Search code examples
javascalaunit-testingjenkinsnoclassdeffounderror

Sporadic java.lang.NoClassDefFoundError in Scala


We have a weird problem. We are using an automatic test tool. The DSL was implemented in Scala. The system which we test with this tool was written in Java, and the interface between the two components is RMI. Indeed, the interface part of the automatic test tool is also Java (the rest is Scala). We have the full control of the source code of these components.

We already have at the magnitude of thousand test cases. We execute these test cases automatically once every night, using Jenkins on a Linux server. The problem is that we sporadically receive a java.lang.NoClassDefFoundError exception. This typically happens when trying to access a Java artifacts from a Scala code.

If we execute the same test case manually, or check the result of the next nightly run, then typically the problem solves automatically, but sometimes it happens again in a completely different place. In case of some runs no such problem appears at all. The biggest problem is that the error is not reproducible; furthermore, as it happens in case of an automatic run, we have hardly any information about the exact circumstances, just the test case and the log.

Has somebody already encountered with such a problem? Do you have any idea how to proceed? Any hint or piece of information would be helpful, not only the solution of the problem. Thank you!


Solution

  • I found the reason of the error (99% sure). We had the following 2 Jenkins jobs:

    1. Job1: Performs a full clean build of the tested system, written in Java, then performs a full clean build of the DSL, and finally executes the test cases. This is a long running job (~5 hours).
    2. Job2: Performs a full clean build of the tested system, and then executes something else on it. The DSL is not involved. This is a shorter job (~1 hour).

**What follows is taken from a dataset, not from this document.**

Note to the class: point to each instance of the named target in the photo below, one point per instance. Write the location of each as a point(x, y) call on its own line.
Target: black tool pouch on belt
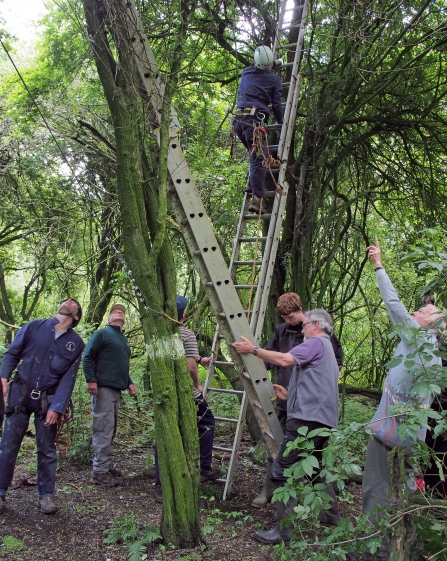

    We have one single Maven repository for all the jobs. Furthermore, some parts of the tested component is part of the interface between the two components.

    Considering the time stamps the following happened:

    1. Job1 performed the full build of both components, and started a test suite containing several test cases, which execution lasts about half an hour.
    2. The garbage collector might swept out the components not used yet.
    3. Job2 started the build, and it also rebuilt the interface parts, including the one swept out by garbage collector of Job1.
    4. Job1 reached a test case which uses an interface component already swept out.

    The solution was the following: we moved Job2 to an earlier time; now it finishes the job before Job1 starts the tests.